Probably his last one, which was the only thought Pablo gave his moribund dental practice as he suffered through an agonizing extra fifteen minutes on the subway; Kenuda grumpily paced outside Needleman’s.
“Apologies, Third Cousin. The local green line was delayed,” Pablo explained breathlessly.
Elias winced at the boarded-up warehouses on both sides of the street. “Where am I exactly?”
“Morrisania.”
Kenuda didn’t like the way the name sounded. He scowled at the deli. “That’s it?”
“Yes, sir.” Pablo took a step, hoping Kenuda would follow, but the Commissioner held his ground. “We don’t need a reservation, Commissioner.”
“Oh, I’m sure. But once I go inside, I’ve acted, and before I act, there are questions.”
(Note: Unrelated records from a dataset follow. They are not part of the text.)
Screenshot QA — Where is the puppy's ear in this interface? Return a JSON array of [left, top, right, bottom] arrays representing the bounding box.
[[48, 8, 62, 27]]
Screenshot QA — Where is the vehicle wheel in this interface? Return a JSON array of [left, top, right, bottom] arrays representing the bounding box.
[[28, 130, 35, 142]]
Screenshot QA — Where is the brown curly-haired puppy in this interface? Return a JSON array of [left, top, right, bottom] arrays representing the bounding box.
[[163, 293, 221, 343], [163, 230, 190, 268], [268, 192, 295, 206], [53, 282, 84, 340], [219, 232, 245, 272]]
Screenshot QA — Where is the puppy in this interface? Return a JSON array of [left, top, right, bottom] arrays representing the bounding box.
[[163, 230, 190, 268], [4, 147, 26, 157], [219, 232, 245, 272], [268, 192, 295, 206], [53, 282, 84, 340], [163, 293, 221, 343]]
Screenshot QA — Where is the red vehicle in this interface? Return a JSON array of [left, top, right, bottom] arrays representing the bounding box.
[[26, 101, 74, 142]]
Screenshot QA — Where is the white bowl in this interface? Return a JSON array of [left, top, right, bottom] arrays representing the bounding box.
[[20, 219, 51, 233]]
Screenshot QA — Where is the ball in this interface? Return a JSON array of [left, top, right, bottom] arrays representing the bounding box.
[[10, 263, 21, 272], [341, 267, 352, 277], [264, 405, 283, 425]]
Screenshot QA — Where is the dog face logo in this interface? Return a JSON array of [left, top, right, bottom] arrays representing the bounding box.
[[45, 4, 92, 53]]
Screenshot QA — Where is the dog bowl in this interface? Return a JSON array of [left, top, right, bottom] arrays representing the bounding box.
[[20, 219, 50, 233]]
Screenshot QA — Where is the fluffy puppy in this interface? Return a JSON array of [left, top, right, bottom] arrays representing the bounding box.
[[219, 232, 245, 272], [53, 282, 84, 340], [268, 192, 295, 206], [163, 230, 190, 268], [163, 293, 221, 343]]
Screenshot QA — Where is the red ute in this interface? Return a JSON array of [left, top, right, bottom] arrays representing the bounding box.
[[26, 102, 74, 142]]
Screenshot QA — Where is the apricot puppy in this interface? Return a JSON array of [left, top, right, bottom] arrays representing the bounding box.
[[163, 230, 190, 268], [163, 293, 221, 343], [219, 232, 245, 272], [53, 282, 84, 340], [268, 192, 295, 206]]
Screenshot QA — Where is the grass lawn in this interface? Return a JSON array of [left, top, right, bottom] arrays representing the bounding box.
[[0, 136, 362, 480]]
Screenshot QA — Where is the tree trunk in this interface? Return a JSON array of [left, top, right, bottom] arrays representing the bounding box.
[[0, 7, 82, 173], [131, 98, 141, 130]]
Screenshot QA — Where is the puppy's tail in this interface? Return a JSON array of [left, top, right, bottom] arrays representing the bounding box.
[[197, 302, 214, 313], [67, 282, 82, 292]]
Pablo glanced through the scuffed window at the three men at their table, eating the same food, moving their arms the same way.
“You found the Olak certificate at the Dead Past Warehouse.”
Pablo nodded, suspecting there was going to be a long line of questions.
“Which you went to under the Cousins training umbrella?”
Another nod; this time Kenuda frowned.
“Though you’ve not been formally accepted into the program.”
“I’ve not formally been rejected, either.”
Kenuda darkened. “Are you being smart, son?”
“No, sir.”
“A BT was present during your search of records?”